Жылдыз незлобиво оскалилась, обнажила крупные, словно звериные, клыки. В детстве во время охоты он, Саткын, повредил себе палец. Сейчас смешно было вспоминать, а тогда – смотреть страшно. Толкун закрывала ладошками глаза, отворачивалась, не могла на кровь смотреть. Сам горе-охотник сидел на камне, вытаращив больной палец и представляя смерть свою. Только Жылдыз невозмутимо ходила взад-вперед, с умным видом давая советы как ему лучше палец держать. В конце концов не выдержала, взялась за лечение. Нет чтоб домой вернуться, начали какие-то травы собирать, прикладывать… В общем, к вечеру палец распух окончательно, а Саткын больше никогда анде такие вещи не доверял.

   Жылдыз взлетела на спину Буркит, окинула взглядом обширную степь, как полновластный ее владетель.

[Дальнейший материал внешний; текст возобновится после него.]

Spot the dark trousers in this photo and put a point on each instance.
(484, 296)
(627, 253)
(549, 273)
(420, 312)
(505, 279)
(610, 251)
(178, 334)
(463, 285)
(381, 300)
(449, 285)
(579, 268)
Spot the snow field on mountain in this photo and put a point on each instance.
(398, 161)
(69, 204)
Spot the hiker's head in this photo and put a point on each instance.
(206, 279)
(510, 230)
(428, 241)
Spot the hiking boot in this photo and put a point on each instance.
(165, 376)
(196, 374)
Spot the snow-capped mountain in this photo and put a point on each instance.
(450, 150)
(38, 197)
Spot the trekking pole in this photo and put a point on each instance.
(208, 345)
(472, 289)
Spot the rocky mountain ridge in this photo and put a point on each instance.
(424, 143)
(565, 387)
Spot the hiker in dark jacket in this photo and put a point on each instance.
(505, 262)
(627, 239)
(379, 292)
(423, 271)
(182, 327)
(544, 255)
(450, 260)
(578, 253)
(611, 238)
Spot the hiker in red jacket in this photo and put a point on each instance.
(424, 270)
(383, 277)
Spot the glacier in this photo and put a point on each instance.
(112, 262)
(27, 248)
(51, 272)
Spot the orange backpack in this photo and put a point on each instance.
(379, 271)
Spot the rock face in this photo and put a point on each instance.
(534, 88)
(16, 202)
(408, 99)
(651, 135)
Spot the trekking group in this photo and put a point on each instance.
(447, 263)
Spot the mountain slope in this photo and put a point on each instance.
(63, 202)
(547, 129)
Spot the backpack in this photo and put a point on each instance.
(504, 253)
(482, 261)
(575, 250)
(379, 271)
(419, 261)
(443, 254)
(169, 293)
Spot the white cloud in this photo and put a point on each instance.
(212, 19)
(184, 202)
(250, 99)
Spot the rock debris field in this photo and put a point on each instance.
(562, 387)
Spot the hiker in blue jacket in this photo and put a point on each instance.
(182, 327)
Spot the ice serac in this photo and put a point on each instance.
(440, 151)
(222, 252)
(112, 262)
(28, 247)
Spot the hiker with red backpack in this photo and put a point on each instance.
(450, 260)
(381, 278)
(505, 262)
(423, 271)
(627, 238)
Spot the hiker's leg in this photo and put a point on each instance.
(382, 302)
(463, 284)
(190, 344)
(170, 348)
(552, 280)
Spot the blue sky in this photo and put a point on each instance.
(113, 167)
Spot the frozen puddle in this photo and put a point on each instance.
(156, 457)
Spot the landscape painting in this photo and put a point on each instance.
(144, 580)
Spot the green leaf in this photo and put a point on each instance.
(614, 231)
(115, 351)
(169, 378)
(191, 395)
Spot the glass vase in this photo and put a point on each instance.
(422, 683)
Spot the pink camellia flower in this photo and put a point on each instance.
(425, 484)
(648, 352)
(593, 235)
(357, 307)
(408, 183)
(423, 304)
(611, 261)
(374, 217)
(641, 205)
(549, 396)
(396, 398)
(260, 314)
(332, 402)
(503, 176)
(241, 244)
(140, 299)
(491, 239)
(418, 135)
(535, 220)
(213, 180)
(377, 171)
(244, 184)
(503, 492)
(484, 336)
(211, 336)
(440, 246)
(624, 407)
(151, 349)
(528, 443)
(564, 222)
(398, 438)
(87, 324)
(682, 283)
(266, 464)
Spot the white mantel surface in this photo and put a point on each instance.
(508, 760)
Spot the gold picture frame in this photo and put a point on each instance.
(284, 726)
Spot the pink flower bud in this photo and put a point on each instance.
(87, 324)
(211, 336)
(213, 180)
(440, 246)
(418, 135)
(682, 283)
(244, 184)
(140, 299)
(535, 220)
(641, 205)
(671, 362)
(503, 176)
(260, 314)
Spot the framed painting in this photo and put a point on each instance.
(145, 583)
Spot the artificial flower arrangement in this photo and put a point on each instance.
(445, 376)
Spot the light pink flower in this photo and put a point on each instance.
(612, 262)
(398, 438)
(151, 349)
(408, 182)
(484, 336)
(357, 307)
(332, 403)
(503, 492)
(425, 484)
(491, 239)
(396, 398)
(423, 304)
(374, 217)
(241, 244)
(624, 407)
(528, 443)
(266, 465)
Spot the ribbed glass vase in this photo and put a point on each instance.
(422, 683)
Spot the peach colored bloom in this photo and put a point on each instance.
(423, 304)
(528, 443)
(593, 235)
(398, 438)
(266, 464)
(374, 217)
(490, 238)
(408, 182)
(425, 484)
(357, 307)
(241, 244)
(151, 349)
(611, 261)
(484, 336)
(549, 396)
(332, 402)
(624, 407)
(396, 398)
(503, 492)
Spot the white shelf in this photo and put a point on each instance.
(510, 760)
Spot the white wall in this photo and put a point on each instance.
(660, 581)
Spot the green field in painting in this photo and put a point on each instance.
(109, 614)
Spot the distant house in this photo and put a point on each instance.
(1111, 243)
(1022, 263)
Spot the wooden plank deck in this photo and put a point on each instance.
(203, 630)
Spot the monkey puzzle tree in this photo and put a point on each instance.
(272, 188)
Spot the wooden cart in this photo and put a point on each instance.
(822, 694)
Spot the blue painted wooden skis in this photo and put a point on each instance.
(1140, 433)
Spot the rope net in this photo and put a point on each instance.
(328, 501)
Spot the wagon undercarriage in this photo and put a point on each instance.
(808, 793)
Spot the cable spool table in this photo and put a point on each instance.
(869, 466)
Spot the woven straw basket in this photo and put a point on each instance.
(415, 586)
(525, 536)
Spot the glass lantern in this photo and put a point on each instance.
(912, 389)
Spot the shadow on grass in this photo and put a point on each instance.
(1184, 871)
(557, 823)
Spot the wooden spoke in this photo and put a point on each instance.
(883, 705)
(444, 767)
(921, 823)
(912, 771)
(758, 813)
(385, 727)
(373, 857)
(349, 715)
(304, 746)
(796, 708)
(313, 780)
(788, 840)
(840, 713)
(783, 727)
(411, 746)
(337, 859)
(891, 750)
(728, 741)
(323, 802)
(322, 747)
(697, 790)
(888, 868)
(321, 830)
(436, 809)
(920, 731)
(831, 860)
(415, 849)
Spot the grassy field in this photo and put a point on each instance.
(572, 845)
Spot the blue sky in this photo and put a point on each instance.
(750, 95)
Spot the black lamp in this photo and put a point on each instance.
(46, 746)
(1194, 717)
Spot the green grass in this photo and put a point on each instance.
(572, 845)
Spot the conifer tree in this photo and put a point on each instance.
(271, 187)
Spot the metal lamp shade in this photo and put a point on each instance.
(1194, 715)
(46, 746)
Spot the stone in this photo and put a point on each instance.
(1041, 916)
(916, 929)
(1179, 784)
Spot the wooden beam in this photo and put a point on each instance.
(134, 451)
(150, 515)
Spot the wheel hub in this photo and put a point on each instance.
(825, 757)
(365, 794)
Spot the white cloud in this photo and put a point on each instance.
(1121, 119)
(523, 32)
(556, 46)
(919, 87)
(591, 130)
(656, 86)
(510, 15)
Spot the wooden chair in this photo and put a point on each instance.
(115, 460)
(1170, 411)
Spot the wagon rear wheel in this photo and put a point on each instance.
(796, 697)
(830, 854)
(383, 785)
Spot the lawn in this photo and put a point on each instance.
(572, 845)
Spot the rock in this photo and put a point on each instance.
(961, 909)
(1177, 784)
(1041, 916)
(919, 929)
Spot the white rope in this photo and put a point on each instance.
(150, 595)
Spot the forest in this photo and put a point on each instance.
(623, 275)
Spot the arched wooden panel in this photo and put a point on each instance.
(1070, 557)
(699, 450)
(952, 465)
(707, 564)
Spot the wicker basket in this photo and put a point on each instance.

– Ты помнишь, анда?.. Совсем как тогда.

Саткын молча кивнул, подъехал к ней. Река Куа, аил рядом, лошади на выпасе ржут, на горизонте рассвет красуется и луна потихоньку блекнет на свету. Слова клятвы как сейчас звучали в ушах: “делить одного коня, одну судьбу, одну беду, одну душу – клянусь”. Только тогда весна была, стоянка другая, пусть и река та же, на пастбищах кроме жеребцов и кобыл резвились жеребята, цвела степь. А теперь осень – цветы склонили нежные головки, последние теплые деньки отдавали привкусом ранней зимы. Да и он другой. В руках чувствуется сила, какой раньше не было, под ногами конь фырчит и рвет повод, меч оттягивает пояс. Появились заботы поважнее еды и игр, нет той легкости на душе, когда кажется, что все всегда будет так же, как сейчас. Уже гораздо позже Саткыну предстояло познать боль изменений, и смирится с ними.